Il résulte de ces dispositions que le demandeur d’asile auquel l’administration entend faire application du règlement du 26 juin 2013 doit se voir remettre, dès le moment où le préfet est informé de ce qu’il est susceptible d’entrer dans le champ d’application de ce règlement, et, en tout cas, avant la décision par laquelle il décide la réadmission de l’intéressé dans l’Etat membre responsable de sa demande d’asile, une information complète sur ses droits, par écrit et dans une langue qu’il comprend. Cette information doit comprendre l’ensemble des éléments prévus au paragraphe 1 de l’article 4 du règlement. Eu égard à la nature de ces informations, la remise par l’autorité administrative de la brochure prévue par les dispositions précitées constitue pour le demandeur d’asile une garantie.

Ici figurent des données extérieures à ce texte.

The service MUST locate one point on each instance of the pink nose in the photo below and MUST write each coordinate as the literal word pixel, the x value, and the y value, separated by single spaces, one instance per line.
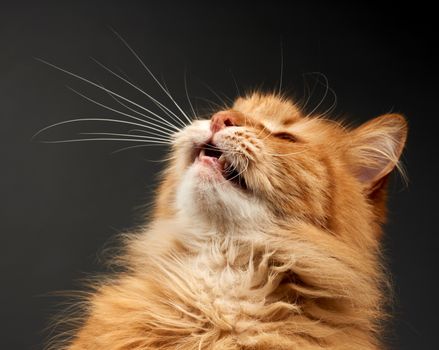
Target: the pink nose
pixel 221 120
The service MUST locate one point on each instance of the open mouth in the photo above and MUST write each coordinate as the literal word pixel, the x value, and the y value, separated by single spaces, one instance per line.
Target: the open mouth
pixel 215 156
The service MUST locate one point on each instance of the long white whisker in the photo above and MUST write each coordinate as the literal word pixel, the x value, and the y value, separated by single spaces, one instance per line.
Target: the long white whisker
pixel 157 103
pixel 225 104
pixel 151 74
pixel 324 95
pixel 187 94
pixel 105 139
pixel 151 138
pixel 281 67
pixel 101 87
pixel 164 129
pixel 139 146
pixel 78 120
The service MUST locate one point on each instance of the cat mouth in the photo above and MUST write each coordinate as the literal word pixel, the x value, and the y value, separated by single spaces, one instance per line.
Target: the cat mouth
pixel 214 156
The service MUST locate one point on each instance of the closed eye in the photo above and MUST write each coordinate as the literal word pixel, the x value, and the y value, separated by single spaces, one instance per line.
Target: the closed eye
pixel 285 136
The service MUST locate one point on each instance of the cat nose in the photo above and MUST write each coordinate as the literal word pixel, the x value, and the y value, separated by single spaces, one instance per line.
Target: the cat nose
pixel 222 120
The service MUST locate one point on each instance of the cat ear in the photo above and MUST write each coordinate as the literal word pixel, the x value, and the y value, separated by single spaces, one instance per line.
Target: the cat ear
pixel 376 147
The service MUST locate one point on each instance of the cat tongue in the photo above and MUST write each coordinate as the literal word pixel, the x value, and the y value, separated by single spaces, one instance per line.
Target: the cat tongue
pixel 217 163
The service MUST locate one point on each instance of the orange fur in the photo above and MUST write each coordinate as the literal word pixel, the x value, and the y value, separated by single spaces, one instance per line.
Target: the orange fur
pixel 290 262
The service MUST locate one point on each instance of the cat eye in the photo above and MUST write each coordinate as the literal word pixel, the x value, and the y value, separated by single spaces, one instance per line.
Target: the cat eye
pixel 285 136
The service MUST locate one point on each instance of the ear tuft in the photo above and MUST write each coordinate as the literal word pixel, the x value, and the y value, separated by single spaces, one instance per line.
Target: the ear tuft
pixel 376 147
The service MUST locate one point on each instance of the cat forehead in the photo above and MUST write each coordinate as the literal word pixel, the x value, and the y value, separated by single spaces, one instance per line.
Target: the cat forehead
pixel 270 110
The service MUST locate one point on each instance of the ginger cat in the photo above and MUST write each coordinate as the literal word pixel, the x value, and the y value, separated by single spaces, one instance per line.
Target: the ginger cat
pixel 265 235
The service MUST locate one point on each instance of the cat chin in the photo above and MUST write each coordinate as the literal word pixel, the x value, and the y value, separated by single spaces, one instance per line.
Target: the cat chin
pixel 204 192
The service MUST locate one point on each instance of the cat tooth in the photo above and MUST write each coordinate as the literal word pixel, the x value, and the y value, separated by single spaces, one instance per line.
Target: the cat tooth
pixel 222 160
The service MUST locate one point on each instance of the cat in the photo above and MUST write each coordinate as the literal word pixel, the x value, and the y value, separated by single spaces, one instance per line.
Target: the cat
pixel 265 234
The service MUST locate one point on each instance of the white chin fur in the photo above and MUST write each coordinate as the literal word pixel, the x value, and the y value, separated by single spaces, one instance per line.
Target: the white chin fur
pixel 205 194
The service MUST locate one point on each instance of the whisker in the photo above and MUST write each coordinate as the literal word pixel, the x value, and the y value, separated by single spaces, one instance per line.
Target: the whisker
pixel 139 146
pixel 281 67
pixel 78 120
pixel 157 103
pixel 127 135
pixel 324 95
pixel 187 94
pixel 150 73
pixel 164 129
pixel 224 103
pixel 100 87
pixel 106 139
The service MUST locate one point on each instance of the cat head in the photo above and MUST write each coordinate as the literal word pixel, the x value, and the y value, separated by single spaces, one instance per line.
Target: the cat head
pixel 262 159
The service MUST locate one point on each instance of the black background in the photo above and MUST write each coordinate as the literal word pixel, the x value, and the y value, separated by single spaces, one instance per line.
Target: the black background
pixel 61 203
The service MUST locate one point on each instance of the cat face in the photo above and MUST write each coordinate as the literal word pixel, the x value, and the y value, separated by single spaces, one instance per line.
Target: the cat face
pixel 263 159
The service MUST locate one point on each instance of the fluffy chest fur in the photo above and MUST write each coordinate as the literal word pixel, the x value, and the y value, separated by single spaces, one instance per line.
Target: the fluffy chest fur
pixel 265 235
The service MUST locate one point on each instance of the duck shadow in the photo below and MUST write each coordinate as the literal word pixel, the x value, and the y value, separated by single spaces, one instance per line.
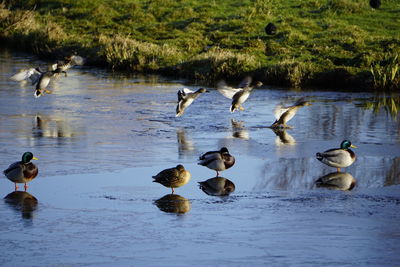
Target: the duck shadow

Si M. A… soutient qu’il n’a pas reçu l’intégralité des informations prévues à l’article 4 du règlement (UE) n°604/2013 du 26 juin 2013, il ressort toutefois des pièces versées aux débats par le préfet qu’il s’est vu remettre, le 4 décembre 2025, la brochure A intitulée « J’ai demandé l’asile dans l’Union européenne – Quel pays sera responsable de ma demande ? » et la brochure B intitulée « Je suis sous procédure Dublin – Qu’est-ce que cela signifie ? ». Ces documents comprennent l’ensemble des informations prévues par les dispositions citées au point 4, notamment quant aux critères de détermination de l’Etat responsable de l’examen de la demande d’asile et au droit d’accès et de rectification des données à caractère personnel. Ces documents lui ont été remis en français, langue qu’il déclare comprendre. Dans ces conditions, le requérant n’est pas fondé à soutenir que l’arrêté en litige a été pris en méconnaissance de l’article 4 du règlement n° 604/2013 du 26 juin 2013.
En quatrième et dernier lieu, en se bornant à alléguer, sans les démontrer, des problèmes de santé et la présence de son frère sur le territoire français, M. A… n’établit pas que l’arrêté en litige est entaché d’erreur manifeste d’appréciation de ses conséquences sur sa situation personnelle.
Il résulte de ce qui précède que la requête de M. A… doit être rejetée.
D E C I D E :
Article 1er : M. A… est admis au bénéfice de l’aide juridictionnelle provisoire.
Article 2 : La requête de M. A… est rejetée.
Article 3 : Le présent jugement sera notifié à M. B… A…, à Me Raymond et au ministre de l’intérieur.
Copie en sera adressée au préfet des Yvelines.
Rendu public par mise à disposition au greffe le 29 avril 2026.
La magistrate désignée,
signé
M. Hardy
Le greffier,
signé
T. Rion
La République mande et ordonne au ministre de l’intérieur en ce qui le concerne ou à tous commissaires de justice à ce requis en ce qui concerne les voies de droit commun, contre les parties privées, de pourvoir à l’exécution de la présente décision.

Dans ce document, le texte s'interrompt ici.